Question

The $a + ib$ greater than $c + id$ can be explained only when
A. $b = 0,c = 0$
B. $b = 0,d = 0$
C. $a = 0,c = 0$
D. $a = 0,d = 0$

Answer 1

By the presence of $i$, in the question we can say that the given question is based on the complex numbers. A complex number is the sum of a real number and an imaginary number in which the imaginary number is represented with $i$. In this question we need to find the value of variables to make $a + ib > c + id$. Let us see this in detail.

Complete step by step answer:
The equality of complex numbers states that, the sum of two complex numbers is equal when their real parts and imaginary parts are equal: $a + ib = c + id \Rightarrow a = c,b = d$. But we are asked to find $a + ib > c + id$, which is an inequality where the inequality of the complex numbers is not defined.

Complex numbers have an imaginary part $i$, thus we cannot compare complex parts but their real numbers can be compared, that is, only in the absence of imaginary parts we can make a comparison. In mathematics the absence of a term can be done by multiplying the term with $0$, thus by making the coefficients of imaginary part $i$ as $0$, we can compare.

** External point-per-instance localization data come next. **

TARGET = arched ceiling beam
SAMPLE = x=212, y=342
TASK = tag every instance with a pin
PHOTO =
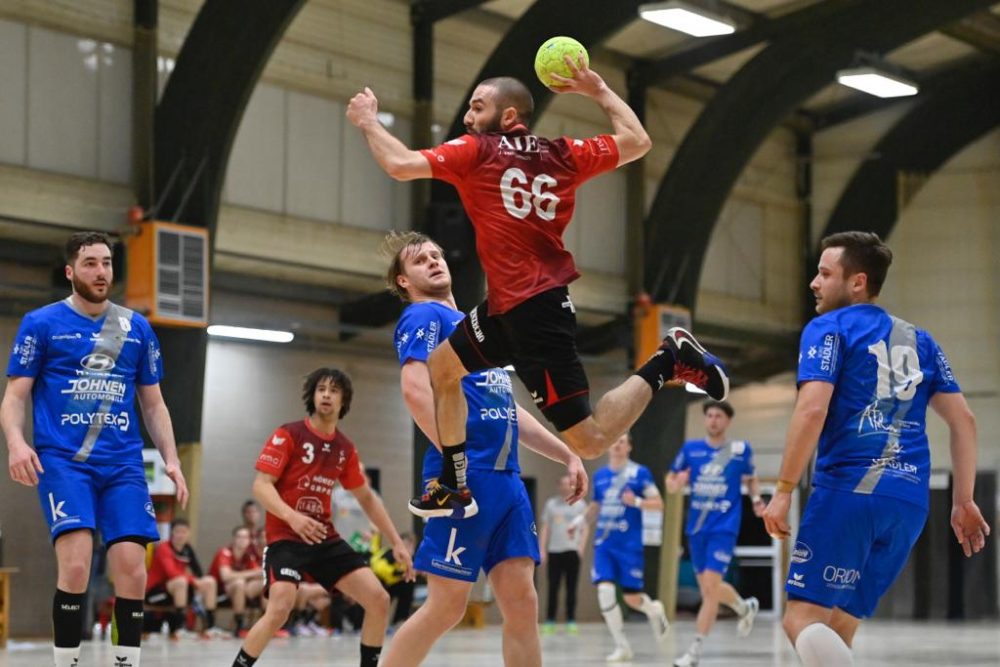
x=941, y=125
x=734, y=124
x=202, y=106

Here the coefficients of imaginary part is $b$ and $d$ thus by applying $b = 0,d = 0$, the imaginary part will become zero (any number multiplied by $0$ will be $0$), then $a + ib > c + id$ can be defined. $a + ib > c + id$ is meaningful if both the imaginary parts are zero and $a > c$. If $b = 0,d = 0$ then, $a + i0$.
$a + ib \Rightarrow a + i0$ and $c + id \Rightarrow c + i0$

Hence option B is correct.

Note: A number of the form $a + ib$, where $a$ and $b$ are real numbers, is called a complex number, $a$ is called the real part and $b$ is called the imaginary part of the complex number. Let ${z_1} = a + ib$ and ${z_2} = c + id$. Then $a + ib > c + id$ if and only if $b = 0,d = 0$ and $a > c$.